How High Costs Will Drive Big Shifts in Employee Benefits in 2026

As inflation and surging healthcare costs push benefits prices higher, most employers are set to pass those costs directly onto workers in 2026. In a piece for WorldatWork's Workspan Daily, PTO Exchange CEO Rob Whalen lays out three trends HR and total rewards teams should be watching closely as they head into the new year.

The first is financial stress itself: 77% of U.S. workers say they're stressed about the economy, and 88% of millennial and Gen Z workers carry some form of debt. Whalen points to a clear disconnect, 84% of employees think their employer should be more actively involved in helping with their finances, yet many are instead turning to risky options like 401(k) hardship withdrawals or high-interest payday loans just to get by.

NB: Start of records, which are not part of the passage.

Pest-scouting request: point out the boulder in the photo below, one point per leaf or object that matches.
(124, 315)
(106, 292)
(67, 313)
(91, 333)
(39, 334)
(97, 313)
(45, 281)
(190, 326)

The second trend compounds the first: health benefit costs are projected to rise 6.5% in 2026, the steepest jump since 2010, pushing more employers toward high-deductible plans that shift more risk onto employees right as their ability to absorb it is shrinking. That squeeze is exactly why Whalen's third trend, flexible, personalized benefits, matters so much. With 91% of employees saying they'd be more likely to stay at a company offering benefits tailored to their needs, tools like convertible PTO (letting employees redirect unused time toward retirement, student loans, or HSAs) and earned wage access give HR teams a way to stretch tightening budgets while still meaningfully supporting their people.